New tech discovers UK-German dyes in Qing Dynasty paintings
The Yangliuqing Chinese New Year painting [Photo/Courtesy of Zhang Hui]
Using a novel analysis technique, a Hangzhou-based science team in East China's Zhejiang province has discovered that the purple and green dyes used in two Qing Dynasty (1644-1911) Chinese New Year paintings originated from Europe, Zhang Hui, the project head, exclusively revealed to the Global Times on Monday.
Called Surface-enhanced Raman Spectroscopy (SERS), the technique is a "swab-based" analysis method that aims to decode the history hidden in the organic compound dyes used in ancient paintings.
Comparing to other "scratching" sampling methods, the new strategy has "excellent effectiveness" and is safer for ancient art relics, Zhang told the Global Times.
Considering the technique's "minimally invasive" nature, scientists chose two late Qing Dynasty Yangliuqing art works to sample. The two paintings are folk New Year paintings that combined wood-block printing and painting by hand.
After gently wiping dyes from the paintings, scientists uncovered the foreign ties hidden within the purple and green colors in the work.
The team found that the purple dye was a gentian violet, or crystal violet, which was invented in 1866, while the green dye was a malachite green invented in 1878.
These both were imported into China from the UK and Germany during the 19th century.
"The dye companies in Britain and Germany had business contacts in China at that time, and there were also brands specializing in imported pigments in Shanghai, so we theorize that these synthetic dyes may come from British and German enterprises," Zhang said.
Jin Xiaoyi, a researcher representative for the Crafts Museum of China Academy of Art who joined the project, told the Global Times that the novel dyes reveal how the "penetration of globalization" inspired changes in the development in Chinese art.
She also added that the new sampling technique can be used in various other paintings with organic compound dyes.
It provides a window for scholars to examine China-West art exchanges, Zhang remarked.
"Because many pigments have obvious regional characteristics, the analysis of pigments can re-veal the spread and exchange of painting materials and techniques at that time," he said.
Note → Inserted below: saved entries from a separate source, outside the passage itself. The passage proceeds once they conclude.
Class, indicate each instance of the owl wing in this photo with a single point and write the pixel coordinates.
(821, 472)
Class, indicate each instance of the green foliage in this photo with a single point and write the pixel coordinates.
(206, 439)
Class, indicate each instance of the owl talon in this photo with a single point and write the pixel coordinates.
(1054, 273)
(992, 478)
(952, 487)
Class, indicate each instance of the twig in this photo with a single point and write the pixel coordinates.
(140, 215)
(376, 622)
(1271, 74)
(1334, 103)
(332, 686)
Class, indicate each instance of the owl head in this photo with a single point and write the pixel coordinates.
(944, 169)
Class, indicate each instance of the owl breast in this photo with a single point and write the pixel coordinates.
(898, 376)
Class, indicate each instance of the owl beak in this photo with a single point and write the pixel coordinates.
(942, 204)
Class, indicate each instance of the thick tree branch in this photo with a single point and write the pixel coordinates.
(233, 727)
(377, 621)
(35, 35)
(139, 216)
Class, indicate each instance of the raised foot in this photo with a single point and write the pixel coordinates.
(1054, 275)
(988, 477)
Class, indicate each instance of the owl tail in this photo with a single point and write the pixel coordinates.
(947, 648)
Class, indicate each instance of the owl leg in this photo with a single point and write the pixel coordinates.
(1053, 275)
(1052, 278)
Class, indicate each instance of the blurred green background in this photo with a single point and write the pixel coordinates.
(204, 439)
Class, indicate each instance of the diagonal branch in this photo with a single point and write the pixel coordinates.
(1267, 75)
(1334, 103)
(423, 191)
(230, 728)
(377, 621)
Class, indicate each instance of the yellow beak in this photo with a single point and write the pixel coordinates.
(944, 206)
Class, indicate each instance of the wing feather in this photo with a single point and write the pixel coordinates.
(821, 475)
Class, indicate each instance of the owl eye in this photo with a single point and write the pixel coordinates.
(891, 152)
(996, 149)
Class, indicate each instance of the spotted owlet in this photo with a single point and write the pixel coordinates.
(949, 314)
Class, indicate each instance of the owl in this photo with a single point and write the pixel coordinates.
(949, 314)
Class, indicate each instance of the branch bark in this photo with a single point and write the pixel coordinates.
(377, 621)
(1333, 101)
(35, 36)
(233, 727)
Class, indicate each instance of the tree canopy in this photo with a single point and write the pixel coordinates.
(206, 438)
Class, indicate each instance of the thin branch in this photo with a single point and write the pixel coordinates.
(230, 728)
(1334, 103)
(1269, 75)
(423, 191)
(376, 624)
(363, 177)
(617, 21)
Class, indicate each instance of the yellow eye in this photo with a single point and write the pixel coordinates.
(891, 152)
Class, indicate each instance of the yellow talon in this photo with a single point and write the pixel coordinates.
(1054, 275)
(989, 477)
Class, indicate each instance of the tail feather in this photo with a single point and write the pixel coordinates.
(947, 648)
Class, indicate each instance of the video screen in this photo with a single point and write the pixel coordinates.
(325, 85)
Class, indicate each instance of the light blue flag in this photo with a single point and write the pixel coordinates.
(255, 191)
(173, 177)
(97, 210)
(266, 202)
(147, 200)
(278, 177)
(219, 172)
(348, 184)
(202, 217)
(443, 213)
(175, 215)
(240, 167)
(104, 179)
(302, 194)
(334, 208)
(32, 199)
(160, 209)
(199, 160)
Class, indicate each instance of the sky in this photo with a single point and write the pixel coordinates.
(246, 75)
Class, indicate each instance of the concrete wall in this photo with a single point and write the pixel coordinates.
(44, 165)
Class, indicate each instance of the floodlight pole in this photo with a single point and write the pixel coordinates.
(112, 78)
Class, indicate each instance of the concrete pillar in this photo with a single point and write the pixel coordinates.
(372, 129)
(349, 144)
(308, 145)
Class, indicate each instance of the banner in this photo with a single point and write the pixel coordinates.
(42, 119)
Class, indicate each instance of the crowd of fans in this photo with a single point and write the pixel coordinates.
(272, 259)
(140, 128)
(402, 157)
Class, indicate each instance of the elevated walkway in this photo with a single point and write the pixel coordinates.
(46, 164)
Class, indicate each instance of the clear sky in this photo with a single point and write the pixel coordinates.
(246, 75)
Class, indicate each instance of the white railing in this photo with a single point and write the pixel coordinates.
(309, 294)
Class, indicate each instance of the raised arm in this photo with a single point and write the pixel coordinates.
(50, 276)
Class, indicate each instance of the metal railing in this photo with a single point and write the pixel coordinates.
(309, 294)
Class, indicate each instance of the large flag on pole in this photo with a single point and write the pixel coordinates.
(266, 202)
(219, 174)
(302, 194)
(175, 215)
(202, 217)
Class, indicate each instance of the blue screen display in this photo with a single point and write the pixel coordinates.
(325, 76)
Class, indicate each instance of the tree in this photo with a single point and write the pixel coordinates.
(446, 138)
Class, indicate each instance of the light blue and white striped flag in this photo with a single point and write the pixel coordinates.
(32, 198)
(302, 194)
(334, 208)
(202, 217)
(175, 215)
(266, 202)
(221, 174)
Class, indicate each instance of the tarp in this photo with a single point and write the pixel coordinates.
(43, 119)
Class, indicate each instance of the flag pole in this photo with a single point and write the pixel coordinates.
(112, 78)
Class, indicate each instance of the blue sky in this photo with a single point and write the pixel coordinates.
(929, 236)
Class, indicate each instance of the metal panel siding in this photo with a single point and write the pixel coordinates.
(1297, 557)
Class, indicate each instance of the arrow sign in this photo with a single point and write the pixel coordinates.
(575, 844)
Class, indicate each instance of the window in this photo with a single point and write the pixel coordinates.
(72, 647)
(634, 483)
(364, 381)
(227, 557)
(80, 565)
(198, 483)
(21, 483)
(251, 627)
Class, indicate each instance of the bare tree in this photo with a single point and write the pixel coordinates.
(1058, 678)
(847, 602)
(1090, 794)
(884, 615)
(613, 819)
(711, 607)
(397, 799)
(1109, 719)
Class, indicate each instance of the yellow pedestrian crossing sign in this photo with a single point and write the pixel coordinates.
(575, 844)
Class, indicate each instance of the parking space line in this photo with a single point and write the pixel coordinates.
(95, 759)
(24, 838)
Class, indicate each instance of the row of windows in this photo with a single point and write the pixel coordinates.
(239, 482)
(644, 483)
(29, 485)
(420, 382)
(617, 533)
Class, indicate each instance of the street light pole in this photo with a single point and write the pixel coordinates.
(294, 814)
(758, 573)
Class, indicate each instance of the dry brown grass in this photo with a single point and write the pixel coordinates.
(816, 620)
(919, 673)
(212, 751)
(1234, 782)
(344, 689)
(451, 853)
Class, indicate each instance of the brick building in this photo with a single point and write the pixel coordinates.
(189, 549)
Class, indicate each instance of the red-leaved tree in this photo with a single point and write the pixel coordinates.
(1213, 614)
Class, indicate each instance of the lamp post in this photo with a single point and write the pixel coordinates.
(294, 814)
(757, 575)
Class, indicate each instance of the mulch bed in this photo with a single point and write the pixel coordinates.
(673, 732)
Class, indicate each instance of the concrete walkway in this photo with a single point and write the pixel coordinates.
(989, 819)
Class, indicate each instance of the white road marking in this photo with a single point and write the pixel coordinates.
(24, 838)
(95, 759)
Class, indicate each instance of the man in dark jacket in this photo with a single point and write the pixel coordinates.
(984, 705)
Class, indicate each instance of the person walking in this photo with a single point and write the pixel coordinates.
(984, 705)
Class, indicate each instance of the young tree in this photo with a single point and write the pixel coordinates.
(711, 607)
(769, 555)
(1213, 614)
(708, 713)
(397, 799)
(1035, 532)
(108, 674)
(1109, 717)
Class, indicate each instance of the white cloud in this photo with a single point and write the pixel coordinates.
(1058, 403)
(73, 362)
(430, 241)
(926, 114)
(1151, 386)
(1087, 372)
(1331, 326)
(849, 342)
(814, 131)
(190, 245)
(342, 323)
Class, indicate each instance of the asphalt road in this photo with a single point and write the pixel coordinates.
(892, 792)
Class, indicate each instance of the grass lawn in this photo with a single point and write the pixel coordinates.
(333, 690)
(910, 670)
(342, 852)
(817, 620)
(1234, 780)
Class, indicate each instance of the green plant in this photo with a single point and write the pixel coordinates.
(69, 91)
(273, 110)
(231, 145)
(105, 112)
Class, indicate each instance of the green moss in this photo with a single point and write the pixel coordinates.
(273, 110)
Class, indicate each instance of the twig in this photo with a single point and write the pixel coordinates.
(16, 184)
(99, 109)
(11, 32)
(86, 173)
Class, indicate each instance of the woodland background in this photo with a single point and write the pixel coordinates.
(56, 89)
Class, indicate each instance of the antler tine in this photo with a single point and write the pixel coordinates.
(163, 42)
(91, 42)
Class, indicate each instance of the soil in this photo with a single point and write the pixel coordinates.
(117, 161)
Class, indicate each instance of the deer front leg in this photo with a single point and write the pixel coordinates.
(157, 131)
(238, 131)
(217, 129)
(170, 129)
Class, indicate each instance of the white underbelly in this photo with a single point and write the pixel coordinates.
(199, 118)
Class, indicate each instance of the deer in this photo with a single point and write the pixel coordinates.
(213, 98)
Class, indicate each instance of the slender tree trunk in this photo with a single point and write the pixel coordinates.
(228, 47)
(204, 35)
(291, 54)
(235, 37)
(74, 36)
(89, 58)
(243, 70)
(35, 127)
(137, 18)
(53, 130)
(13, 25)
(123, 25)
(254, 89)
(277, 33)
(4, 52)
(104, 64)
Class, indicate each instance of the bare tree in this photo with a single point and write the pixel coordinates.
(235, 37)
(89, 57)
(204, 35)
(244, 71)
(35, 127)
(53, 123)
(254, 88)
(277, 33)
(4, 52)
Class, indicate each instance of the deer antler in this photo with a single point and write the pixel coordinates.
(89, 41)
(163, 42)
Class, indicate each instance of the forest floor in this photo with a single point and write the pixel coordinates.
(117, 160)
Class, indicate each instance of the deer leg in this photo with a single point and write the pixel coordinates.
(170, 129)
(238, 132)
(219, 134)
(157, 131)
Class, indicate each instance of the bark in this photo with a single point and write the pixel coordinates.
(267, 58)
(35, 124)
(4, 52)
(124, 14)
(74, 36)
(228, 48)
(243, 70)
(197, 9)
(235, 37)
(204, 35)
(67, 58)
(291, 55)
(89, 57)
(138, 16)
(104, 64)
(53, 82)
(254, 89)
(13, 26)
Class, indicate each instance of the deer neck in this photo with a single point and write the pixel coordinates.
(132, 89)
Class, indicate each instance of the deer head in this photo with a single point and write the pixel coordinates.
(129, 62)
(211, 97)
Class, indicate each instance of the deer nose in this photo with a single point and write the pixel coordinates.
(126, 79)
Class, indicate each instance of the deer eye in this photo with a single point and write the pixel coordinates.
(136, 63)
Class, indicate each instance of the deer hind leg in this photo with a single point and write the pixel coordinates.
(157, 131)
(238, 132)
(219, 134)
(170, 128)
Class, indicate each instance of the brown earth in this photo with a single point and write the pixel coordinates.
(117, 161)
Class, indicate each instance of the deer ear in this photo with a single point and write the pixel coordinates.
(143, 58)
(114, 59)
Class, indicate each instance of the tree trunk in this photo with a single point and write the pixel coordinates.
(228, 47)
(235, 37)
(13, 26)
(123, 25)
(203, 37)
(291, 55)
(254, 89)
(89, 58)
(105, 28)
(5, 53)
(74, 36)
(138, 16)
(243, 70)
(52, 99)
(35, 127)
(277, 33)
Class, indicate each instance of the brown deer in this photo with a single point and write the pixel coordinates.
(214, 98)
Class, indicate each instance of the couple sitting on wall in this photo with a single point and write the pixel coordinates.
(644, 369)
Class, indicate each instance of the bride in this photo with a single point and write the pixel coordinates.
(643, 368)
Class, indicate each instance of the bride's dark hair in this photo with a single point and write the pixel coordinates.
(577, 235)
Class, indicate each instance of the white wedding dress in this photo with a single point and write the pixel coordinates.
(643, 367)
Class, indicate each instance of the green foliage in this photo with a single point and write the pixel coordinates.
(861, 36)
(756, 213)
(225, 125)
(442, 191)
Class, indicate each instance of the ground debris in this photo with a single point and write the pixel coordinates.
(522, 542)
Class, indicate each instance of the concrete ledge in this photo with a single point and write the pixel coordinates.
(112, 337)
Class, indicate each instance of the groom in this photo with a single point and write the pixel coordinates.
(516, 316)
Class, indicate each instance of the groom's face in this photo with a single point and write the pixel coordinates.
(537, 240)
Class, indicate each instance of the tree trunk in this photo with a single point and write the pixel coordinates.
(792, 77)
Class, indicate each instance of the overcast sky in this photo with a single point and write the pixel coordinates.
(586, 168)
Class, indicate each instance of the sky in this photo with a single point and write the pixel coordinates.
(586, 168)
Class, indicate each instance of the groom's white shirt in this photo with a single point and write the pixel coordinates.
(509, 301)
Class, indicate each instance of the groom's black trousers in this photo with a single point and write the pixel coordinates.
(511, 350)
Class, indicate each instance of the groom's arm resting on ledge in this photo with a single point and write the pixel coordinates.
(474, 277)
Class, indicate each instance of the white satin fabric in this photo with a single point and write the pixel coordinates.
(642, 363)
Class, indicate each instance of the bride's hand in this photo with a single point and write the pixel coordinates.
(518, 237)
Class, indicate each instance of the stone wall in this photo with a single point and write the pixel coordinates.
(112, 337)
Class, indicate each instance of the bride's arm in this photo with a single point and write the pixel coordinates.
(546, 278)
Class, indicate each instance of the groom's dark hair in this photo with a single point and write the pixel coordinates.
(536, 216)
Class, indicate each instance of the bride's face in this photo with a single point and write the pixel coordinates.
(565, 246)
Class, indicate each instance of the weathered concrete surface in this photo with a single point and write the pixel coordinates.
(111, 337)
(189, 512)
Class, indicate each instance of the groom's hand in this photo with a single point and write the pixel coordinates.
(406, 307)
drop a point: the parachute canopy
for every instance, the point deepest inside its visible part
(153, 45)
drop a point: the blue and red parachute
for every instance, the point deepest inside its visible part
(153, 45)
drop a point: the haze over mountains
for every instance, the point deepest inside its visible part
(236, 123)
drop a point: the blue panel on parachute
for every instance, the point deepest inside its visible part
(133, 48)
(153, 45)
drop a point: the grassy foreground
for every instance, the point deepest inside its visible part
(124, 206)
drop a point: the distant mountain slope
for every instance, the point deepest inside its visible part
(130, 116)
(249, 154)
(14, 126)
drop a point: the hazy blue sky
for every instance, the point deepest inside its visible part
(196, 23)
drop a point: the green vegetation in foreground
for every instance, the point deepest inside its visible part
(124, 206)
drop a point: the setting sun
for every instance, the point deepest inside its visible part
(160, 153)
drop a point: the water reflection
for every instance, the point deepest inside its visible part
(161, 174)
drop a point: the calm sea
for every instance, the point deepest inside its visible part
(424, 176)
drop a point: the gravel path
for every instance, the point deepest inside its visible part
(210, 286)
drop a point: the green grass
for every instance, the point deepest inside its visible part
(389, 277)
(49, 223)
The study was cocreated by researchers at multiple Chinese institutions such as Zhejiang University and the Crafts Museum of the China Academy of Art in Hangzhou, and also the Institute of Yangliuqing New Year Paintings in Tianjin. In November 2022, the study was published in the jour-nal ScienceDirect.
"It is hoped that in the future, we can further expand and strengthen its application in the field of cultural heritage."